What are the differences between a dinghy and a catamaran when sailing?
All sailboats use the wind in the same way to get around. There are two main categories of boat to choose from: dinghies and catamarans.
However, a dinghy and a catamaran are two different types of boat in terms of design. They also have their own particularities when it comes to sailing. Here are some key differences.
A dinghy is a monohull boat, meaning it has a single hull. A catamaran, on the other hand, has two parallel hulls connected by a platform.
A catamaran is generally much more stable than a dinghy thanks to its beam and the position of the two hulls. It is therefore less likely to capsize than a dinghy. At the same time, its width and weight does make it more difficult to right, and typically requires the use of a rope for righting. A dinghy on the other hand is generally easier to right in the event of capsizing.
Speed and thrills
A catamaran, despite having two hulls, has a smaller wetted surface than a monohull, enabling it to reach higher speeds with the same wind force. In general, a catamaran is faster than a dinghy thanks to its double-hull design, which offers less drag and better lift, and provides a larger sail area (in relation to the boat’s weight). However, this also depends on the size and design of each boat.
Dinghies are highly maneuverable thanks to their small size, light weight and single hull.
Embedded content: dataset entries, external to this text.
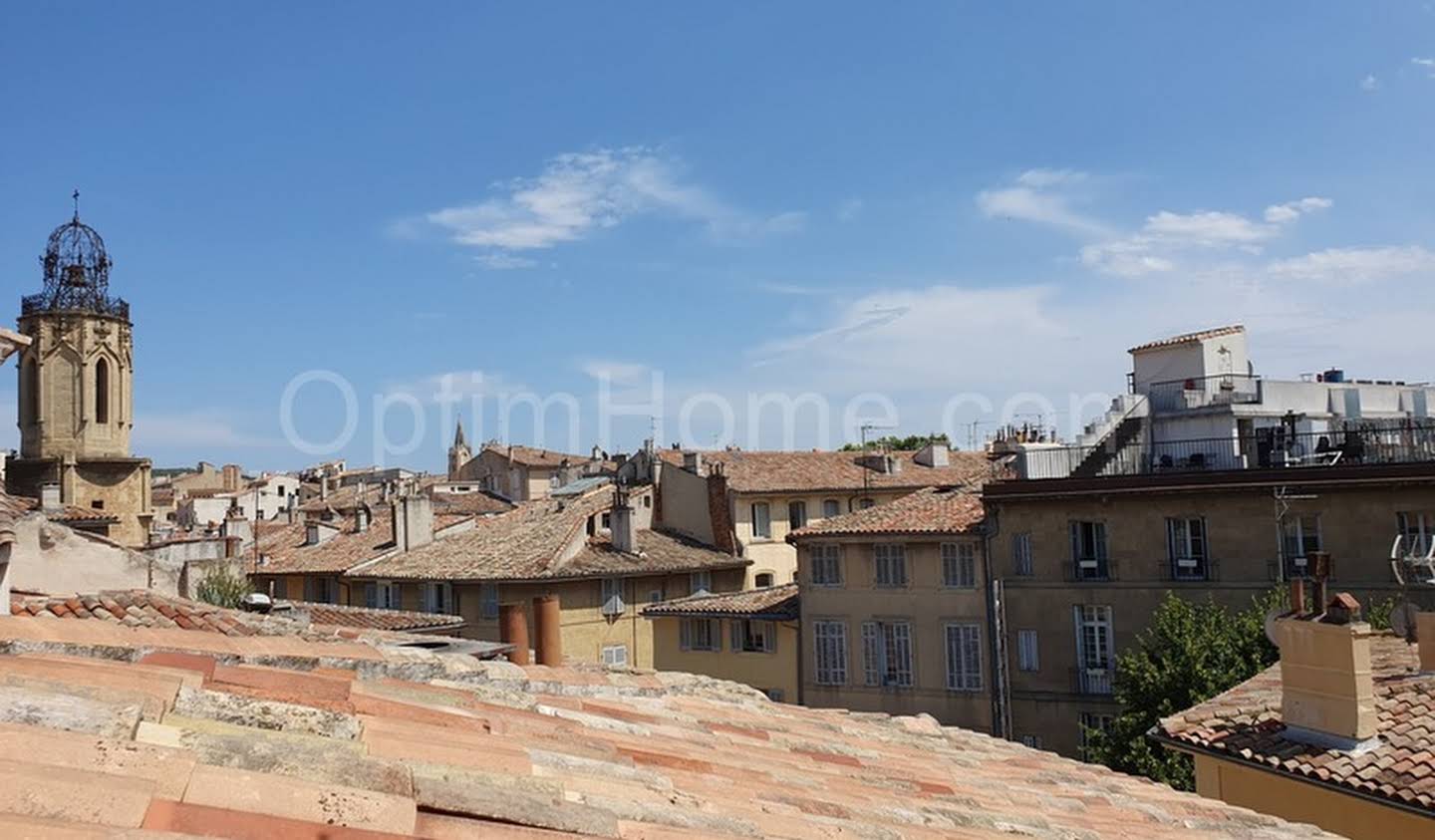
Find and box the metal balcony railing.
[1147,374,1262,413]
[1072,668,1116,695]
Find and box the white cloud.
[1266,245,1435,284]
[1266,195,1334,224]
[473,251,538,271]
[1080,196,1334,277]
[416,146,806,251]
[386,371,528,402]
[976,169,1109,237]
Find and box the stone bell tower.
[449,418,473,479]
[6,194,150,544]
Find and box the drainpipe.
[982,507,1011,741]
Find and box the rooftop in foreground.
[0,597,1321,840]
[1155,635,1435,816]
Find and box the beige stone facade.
[6,217,152,546]
[985,463,1435,755]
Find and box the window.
[727,619,776,654]
[679,619,720,651]
[1167,517,1207,580]
[20,358,40,425]
[811,546,842,586]
[1079,712,1113,756]
[1076,605,1115,694]
[942,543,978,589]
[424,583,454,615]
[873,543,907,586]
[947,625,982,691]
[1395,512,1435,557]
[1280,514,1320,577]
[363,580,399,610]
[812,622,847,685]
[478,583,498,619]
[862,622,911,688]
[1016,631,1041,671]
[95,359,109,423]
[304,577,335,603]
[588,577,626,616]
[1011,531,1036,577]
[1072,523,1106,580]
[752,501,772,540]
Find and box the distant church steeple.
[449,418,473,479]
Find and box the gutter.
[1147,723,1435,820]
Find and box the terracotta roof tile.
[280,600,463,633]
[659,449,993,492]
[0,608,1328,840]
[1160,635,1435,816]
[643,583,798,622]
[1126,323,1246,353]
[788,487,985,543]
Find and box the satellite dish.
[1390,600,1421,644]
[1266,606,1288,648]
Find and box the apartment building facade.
[788,488,993,732]
[658,443,992,589]
[983,328,1435,755]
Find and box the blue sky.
[0,1,1435,468]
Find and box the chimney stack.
[534,595,562,667]
[609,487,637,554]
[1276,592,1376,751]
[40,481,65,512]
[391,495,433,551]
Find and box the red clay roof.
[1158,635,1435,816]
[659,449,992,492]
[643,583,798,622]
[0,608,1321,840]
[788,487,985,543]
[1126,323,1246,353]
[280,600,463,633]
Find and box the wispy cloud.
[473,251,538,271]
[976,169,1111,237]
[410,146,806,259]
[1080,196,1334,277]
[1266,245,1435,284]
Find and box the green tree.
[842,432,952,452]
[195,566,252,609]
[1086,589,1285,790]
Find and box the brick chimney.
[392,495,433,551]
[609,487,637,554]
[708,462,737,554]
[1276,592,1376,751]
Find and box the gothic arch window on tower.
[95,356,109,423]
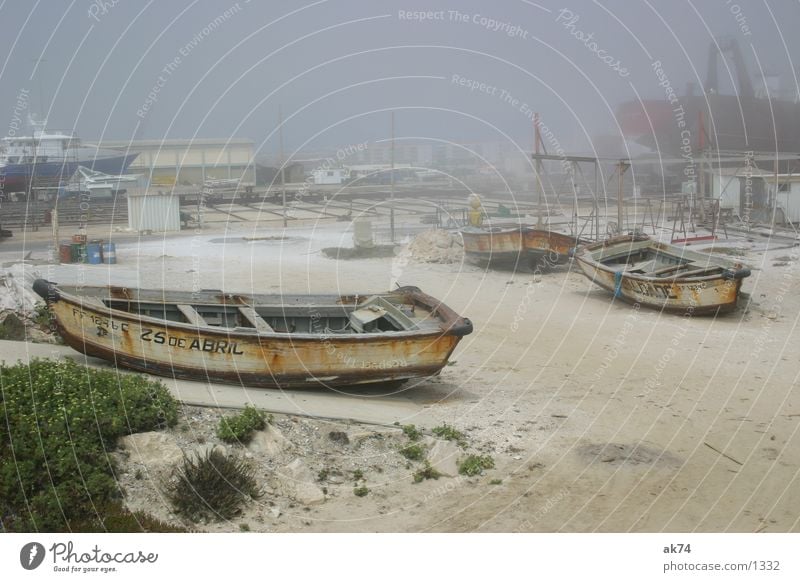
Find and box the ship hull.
[0,153,139,192]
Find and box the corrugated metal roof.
[128,193,181,232]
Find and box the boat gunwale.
[575,236,750,284]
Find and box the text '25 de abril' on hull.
[34,279,472,388]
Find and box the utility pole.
[700,109,706,222]
[533,113,542,228]
[389,111,394,243]
[278,105,287,230]
[617,160,628,234]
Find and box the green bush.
[432,423,467,447]
[217,404,267,444]
[414,461,442,483]
[166,449,260,521]
[458,455,494,477]
[70,501,188,533]
[400,444,425,461]
[0,360,178,532]
[403,424,422,441]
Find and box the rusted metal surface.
[461,227,524,267]
[461,226,577,269]
[34,280,472,388]
[523,228,579,268]
[575,236,750,315]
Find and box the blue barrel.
[103,243,117,265]
[86,243,103,265]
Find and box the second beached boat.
[575,235,750,315]
[33,279,472,388]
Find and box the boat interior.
[60,287,441,334]
[594,241,730,279]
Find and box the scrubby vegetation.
[432,423,467,447]
[166,449,260,522]
[414,461,442,483]
[458,455,494,477]
[0,360,178,532]
[217,405,267,444]
[400,444,425,461]
[403,424,422,441]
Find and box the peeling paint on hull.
[461,226,577,269]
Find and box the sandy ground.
[0,223,800,532]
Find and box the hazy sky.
[0,0,800,160]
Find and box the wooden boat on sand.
[33,279,472,388]
[461,226,580,270]
[575,235,750,315]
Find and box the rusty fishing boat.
[461,226,582,270]
[575,235,750,315]
[33,279,472,388]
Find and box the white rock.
[119,432,183,468]
[275,458,325,505]
[247,424,292,457]
[428,441,461,477]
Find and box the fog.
[0,0,800,163]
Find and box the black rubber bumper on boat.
[33,279,60,303]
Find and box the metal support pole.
[389,111,394,242]
[617,160,625,234]
[533,113,542,228]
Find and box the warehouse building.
[102,138,256,186]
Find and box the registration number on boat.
[139,328,244,355]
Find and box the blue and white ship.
[0,120,139,194]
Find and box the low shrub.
[400,444,425,461]
[0,359,178,532]
[165,448,260,522]
[414,461,442,483]
[458,455,494,477]
[403,424,422,441]
[217,405,267,444]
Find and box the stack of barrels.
[58,234,117,265]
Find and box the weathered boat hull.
[461,226,576,270]
[522,228,578,269]
[575,237,750,315]
[461,228,527,269]
[34,280,472,388]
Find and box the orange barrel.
[58,243,72,263]
[103,243,117,265]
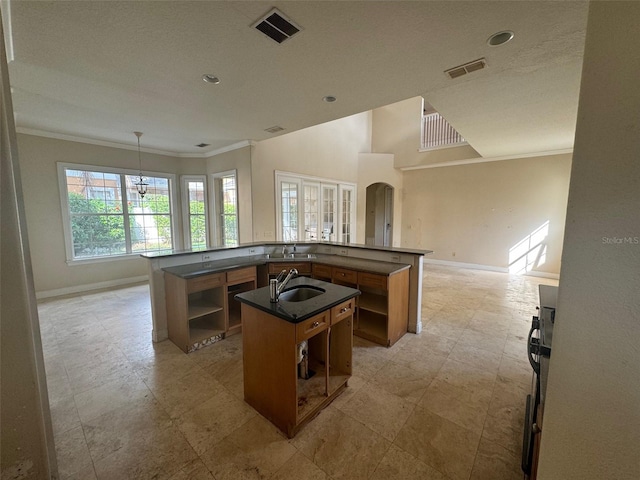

They are equipped with a centerboard and pivot directly around it when maneuvering.
The catamaran is easier at first sight because of its stability, however a dinghy is a good option for fine-tuning skills and could even bring you a step closer to a liveaboard sailboat.
Catamarans are larger, heavier and double-hulled, making them less maneuverable in confined spaces, especially in light winds.
A monohull heels over when the wind inflates its sails, whereas a multihull or catamaran will “lift”, i.e., one of its hulls, the windward one, will rise out of the water and reduce its contact with it. This will cause the catamaran to accelerate.
In order to accelerate, a monohull that is heeling has to counteract the force of the wind in its sails by redistributing the weight onboard. On small dinghies, this action is known as hiking, or hiking out, and involves stretching the body as far out of the boat as possible, with the feet held firmly under the hiking straps. This action of hiking out is intended to accelerate the righting moment.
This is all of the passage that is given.